Accidental and unfortunate as those circumstances are, they double as a roundabout way of getting to what was supposed to happen in the first place. It's often scrubbed over now in the wake of Rose being an MVP and Westbrook the second-best player on a Finals runner-up, but Wall was tabbed to become the very best of the bunch, the one who fused that boundless natural talent with more developed defensive instincts and panoptic awareness of the floor. ESPN draft guru Chad Ford's blog entries in the months leading up to the 2010 draft bordered on hagiography; at different points, Wall is described as "extraterrestrially athletic," a better prospect than Rose (according to scouts), "[maybe] the best athlete I've ever seen" and "Derrick Rose meets Jason Kidd." Given that Rose and Westbrook each made their first All-Star game inside of three seasons, it appeared a formality Wall would do the same in half the time.
Instead, he struggled more visibly than all of them. There were external factors at work, of course; Rose and Westbrook enjoyed dramatically better supporting casts, while Bledsoe's flaws were better disguised in short shifts off the bench. There was too much talent and polish for Wall to look awful, but it took a blistering second half in 2012-13 for the results to approach the level of his ability, prompting an inevitable recoil from skeptics claiming it was an outlier borne of a small sample size. His work this season -- career bests in points, assists, steals, free-throw percentage, effective field-goal percentage and win shares -- defines him as much as validates him; as Hardwood Paroxysm's Seerat Sohi notes, he's stabilized the strain more effectively than Rose or Westbrook, reigning in some of their shared athleticism to buttress playmaking chops that vastly trump either of theirs. If Wall, who is two years their junior, is not on that level as a singular weapon just yet, he's close enough to caulk that gap entirely sooner than later.

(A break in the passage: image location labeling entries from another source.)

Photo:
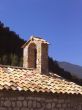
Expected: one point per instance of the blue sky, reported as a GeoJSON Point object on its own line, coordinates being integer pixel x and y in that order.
{"type": "Point", "coordinates": [58, 21]}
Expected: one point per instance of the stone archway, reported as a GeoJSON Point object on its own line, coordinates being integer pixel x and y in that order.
{"type": "Point", "coordinates": [32, 55]}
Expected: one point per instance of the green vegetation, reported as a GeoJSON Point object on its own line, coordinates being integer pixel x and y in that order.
{"type": "Point", "coordinates": [11, 53]}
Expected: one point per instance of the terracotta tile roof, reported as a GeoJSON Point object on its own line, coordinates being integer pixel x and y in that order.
{"type": "Point", "coordinates": [27, 79]}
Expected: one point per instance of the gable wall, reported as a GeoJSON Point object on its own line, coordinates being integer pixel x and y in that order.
{"type": "Point", "coordinates": [41, 101]}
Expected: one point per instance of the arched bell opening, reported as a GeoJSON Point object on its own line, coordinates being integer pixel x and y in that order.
{"type": "Point", "coordinates": [32, 56]}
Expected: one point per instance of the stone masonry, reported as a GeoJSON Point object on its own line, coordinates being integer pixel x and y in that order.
{"type": "Point", "coordinates": [35, 55]}
{"type": "Point", "coordinates": [10, 100]}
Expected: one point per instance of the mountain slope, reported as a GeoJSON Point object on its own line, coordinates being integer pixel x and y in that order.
{"type": "Point", "coordinates": [75, 70]}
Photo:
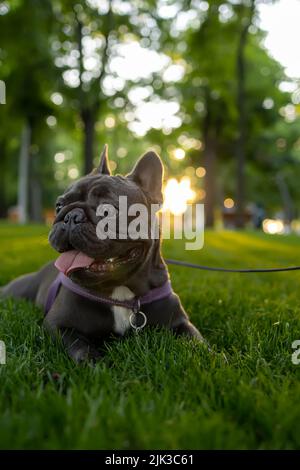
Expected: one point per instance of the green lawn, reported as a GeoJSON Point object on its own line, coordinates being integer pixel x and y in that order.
{"type": "Point", "coordinates": [156, 391]}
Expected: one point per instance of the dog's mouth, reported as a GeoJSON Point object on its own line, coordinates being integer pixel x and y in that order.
{"type": "Point", "coordinates": [73, 260]}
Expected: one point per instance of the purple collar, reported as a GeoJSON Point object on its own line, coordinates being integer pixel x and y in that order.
{"type": "Point", "coordinates": [157, 293]}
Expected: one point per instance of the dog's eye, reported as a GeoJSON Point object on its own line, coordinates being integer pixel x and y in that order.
{"type": "Point", "coordinates": [58, 207]}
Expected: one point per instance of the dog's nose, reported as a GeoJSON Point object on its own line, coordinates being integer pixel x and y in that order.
{"type": "Point", "coordinates": [75, 217]}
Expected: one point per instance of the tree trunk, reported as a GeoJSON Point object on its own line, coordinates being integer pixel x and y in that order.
{"type": "Point", "coordinates": [23, 174]}
{"type": "Point", "coordinates": [210, 164]}
{"type": "Point", "coordinates": [88, 118]}
{"type": "Point", "coordinates": [36, 206]}
{"type": "Point", "coordinates": [241, 106]}
{"type": "Point", "coordinates": [286, 198]}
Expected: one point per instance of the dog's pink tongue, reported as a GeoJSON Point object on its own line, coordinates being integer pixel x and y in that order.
{"type": "Point", "coordinates": [72, 260]}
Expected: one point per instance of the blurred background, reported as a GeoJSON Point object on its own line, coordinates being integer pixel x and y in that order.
{"type": "Point", "coordinates": [212, 86]}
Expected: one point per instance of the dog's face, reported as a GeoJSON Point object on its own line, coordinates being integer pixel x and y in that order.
{"type": "Point", "coordinates": [113, 260]}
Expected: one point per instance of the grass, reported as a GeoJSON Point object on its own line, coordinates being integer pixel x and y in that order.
{"type": "Point", "coordinates": [156, 391]}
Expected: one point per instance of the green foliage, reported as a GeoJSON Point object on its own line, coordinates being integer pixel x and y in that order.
{"type": "Point", "coordinates": [39, 44]}
{"type": "Point", "coordinates": [156, 391]}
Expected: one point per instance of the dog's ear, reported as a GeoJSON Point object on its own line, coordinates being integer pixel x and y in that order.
{"type": "Point", "coordinates": [103, 168]}
{"type": "Point", "coordinates": [148, 174]}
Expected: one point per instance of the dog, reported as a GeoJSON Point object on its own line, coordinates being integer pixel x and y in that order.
{"type": "Point", "coordinates": [108, 286]}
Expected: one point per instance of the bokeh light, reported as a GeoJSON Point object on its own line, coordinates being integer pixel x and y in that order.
{"type": "Point", "coordinates": [177, 194]}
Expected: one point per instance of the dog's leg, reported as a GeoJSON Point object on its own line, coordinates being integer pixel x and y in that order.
{"type": "Point", "coordinates": [24, 287]}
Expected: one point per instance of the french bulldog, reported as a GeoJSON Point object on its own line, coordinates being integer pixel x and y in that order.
{"type": "Point", "coordinates": [115, 269]}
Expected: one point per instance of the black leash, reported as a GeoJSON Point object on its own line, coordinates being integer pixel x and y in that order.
{"type": "Point", "coordinates": [230, 270]}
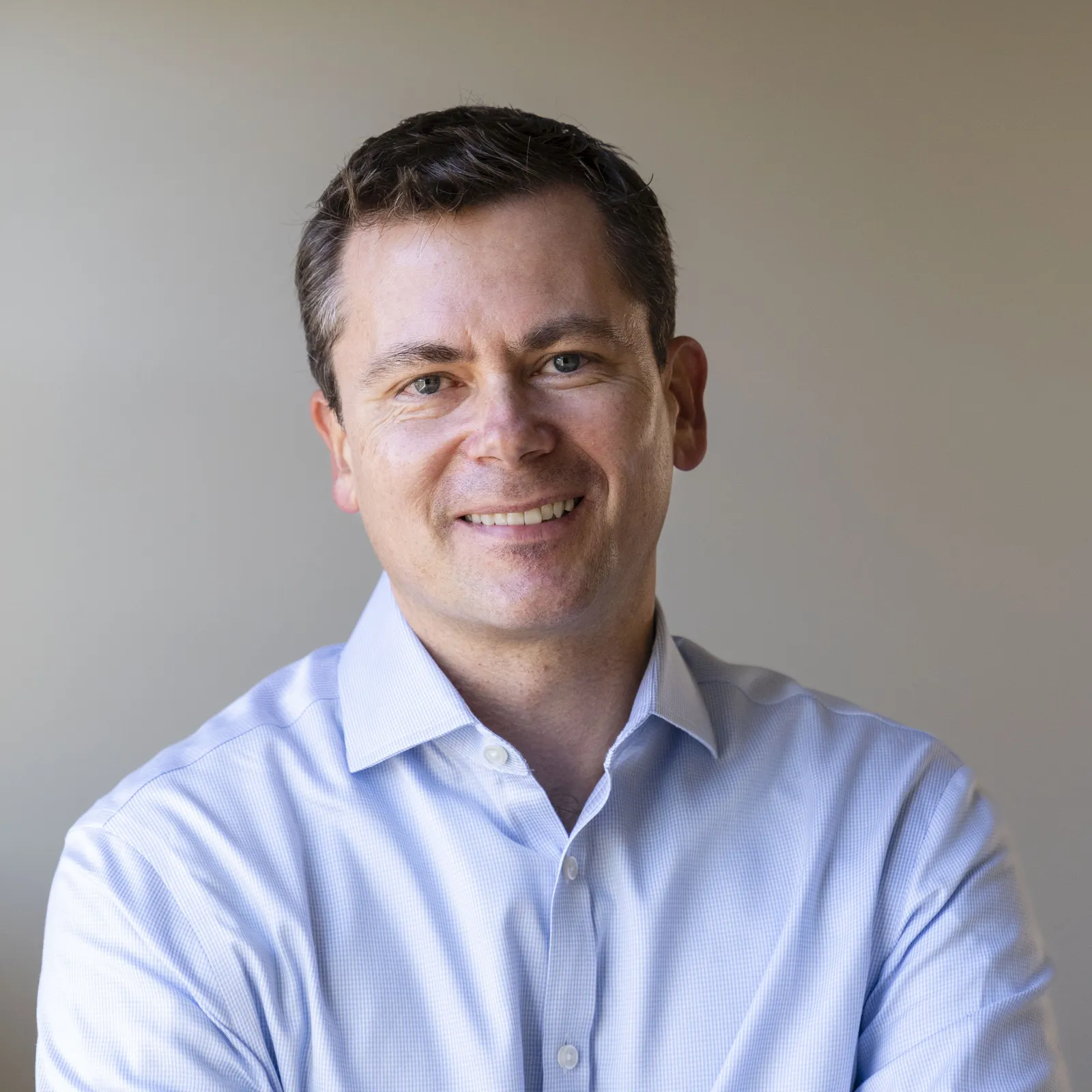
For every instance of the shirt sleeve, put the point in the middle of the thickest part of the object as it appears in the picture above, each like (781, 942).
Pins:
(960, 1003)
(128, 998)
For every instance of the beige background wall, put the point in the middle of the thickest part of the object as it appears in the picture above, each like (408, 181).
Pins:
(882, 221)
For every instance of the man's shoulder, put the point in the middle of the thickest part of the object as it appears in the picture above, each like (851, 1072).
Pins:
(756, 706)
(260, 726)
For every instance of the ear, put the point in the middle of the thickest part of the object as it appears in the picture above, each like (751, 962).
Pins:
(685, 376)
(341, 469)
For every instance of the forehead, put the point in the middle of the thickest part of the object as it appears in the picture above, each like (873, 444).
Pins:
(489, 272)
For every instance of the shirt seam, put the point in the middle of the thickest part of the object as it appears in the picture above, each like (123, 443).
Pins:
(197, 936)
(814, 696)
(185, 766)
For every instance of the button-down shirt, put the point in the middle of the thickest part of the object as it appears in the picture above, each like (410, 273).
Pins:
(345, 882)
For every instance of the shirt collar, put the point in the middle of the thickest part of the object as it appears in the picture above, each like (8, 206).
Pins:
(394, 696)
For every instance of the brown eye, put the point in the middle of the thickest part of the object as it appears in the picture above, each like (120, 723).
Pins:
(427, 385)
(566, 362)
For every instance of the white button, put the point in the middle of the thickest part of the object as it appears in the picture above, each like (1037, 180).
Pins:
(567, 1057)
(495, 755)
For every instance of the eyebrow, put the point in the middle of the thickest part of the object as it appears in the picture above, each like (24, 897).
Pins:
(536, 339)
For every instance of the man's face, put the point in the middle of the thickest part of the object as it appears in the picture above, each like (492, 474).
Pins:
(491, 364)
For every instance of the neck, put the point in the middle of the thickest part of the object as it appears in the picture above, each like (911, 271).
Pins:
(558, 699)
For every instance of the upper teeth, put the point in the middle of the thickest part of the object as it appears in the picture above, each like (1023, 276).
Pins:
(553, 511)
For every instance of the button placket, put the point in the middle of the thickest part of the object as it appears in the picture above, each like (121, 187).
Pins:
(569, 1001)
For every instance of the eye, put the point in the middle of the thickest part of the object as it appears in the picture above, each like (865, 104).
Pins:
(567, 363)
(426, 385)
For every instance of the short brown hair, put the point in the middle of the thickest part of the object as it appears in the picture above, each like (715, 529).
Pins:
(446, 161)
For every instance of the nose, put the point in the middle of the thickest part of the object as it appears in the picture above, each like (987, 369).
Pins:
(507, 429)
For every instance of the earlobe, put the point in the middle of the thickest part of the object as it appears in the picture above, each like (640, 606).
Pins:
(343, 484)
(689, 369)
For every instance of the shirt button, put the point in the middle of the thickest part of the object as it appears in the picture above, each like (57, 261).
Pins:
(567, 1057)
(495, 755)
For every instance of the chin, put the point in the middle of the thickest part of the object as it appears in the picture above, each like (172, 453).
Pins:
(526, 603)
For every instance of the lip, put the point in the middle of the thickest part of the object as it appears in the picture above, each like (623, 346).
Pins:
(521, 506)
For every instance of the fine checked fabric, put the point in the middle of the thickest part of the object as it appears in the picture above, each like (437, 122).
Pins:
(344, 882)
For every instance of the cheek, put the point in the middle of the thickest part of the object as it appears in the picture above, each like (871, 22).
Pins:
(398, 471)
(625, 429)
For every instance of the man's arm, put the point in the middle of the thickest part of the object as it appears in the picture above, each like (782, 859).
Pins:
(128, 998)
(960, 1003)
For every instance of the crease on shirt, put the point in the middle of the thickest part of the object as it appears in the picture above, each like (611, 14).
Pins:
(221, 1024)
(200, 758)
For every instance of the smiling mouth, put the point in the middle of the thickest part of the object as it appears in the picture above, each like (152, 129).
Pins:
(556, 511)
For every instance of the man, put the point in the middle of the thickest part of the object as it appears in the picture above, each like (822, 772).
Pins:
(513, 835)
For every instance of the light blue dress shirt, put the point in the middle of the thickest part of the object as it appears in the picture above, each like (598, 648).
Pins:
(344, 882)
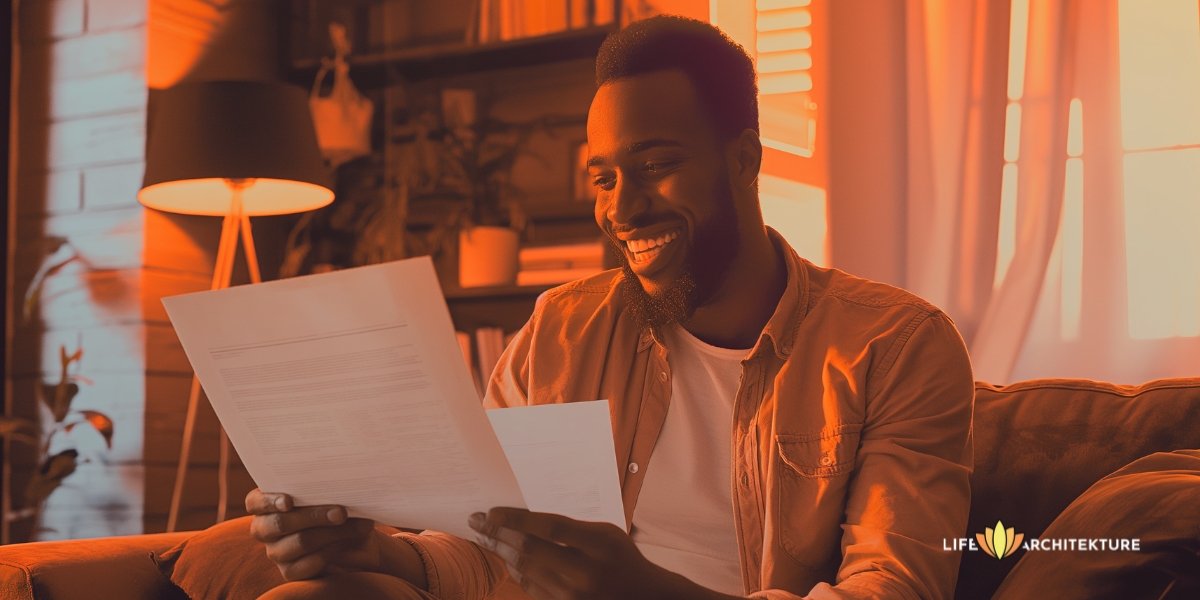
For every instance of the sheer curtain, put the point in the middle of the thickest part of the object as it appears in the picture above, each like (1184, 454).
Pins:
(1036, 239)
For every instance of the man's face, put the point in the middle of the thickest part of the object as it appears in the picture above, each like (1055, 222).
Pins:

At a minimum, Sunday will serve as an interesting snapshot of a unique moment in the NBA's point guard boom, the night when John Wall finally corrected onto the course so many had charted for him. Unlike so many other trumped-up All-Star narratives, though, here is a rare case that truly could portend something larger. Although meniscus surgery could force Bledsoe out for the remainder of the season, the biggest long-term implication at this juncture is the further distance it places between him and his contemporaries he was already striving to catch. Rose's prognosis, meanwhile, is murky at best in regard to both his short-term return date and the longer-term stability of his knees. Though Westbrook is expected back shortly after the break, three surgeries inside of a year on his right knee goes a long way toward undermining the Thunder's feigned confidence that nothing is seriously wrong. The surface-level questions about the implications -- When will they return? Can they be as effective? What if they get hurt again? -- have all been asked and been begrudgingly resigned to uncertainty as a sort of blanket response.
Wall is the implicit answer to the second-level question that nobody wants to consider: Who will be the exciting, hyper-athletic point guard that the league will gravitate to if those other guys aren't the same? Whether by his own merits, outside circumstances, or some combination of both, there is a chance he never surrenders the mantle he has only now seized and this weekend is the prologue to his era atop his cohort, perhaps even more. There will be players with more immediate stakes and certainly more tantalizing playoff storylines than any one Wall will enjoy in woebegone Washington. But arguably none will have a bigger hand in how the league's signature position takes form over the next several seasons. That's something which ought to provide ample material for the pundits to croon about. For once, it might be worthwhile to pay attention.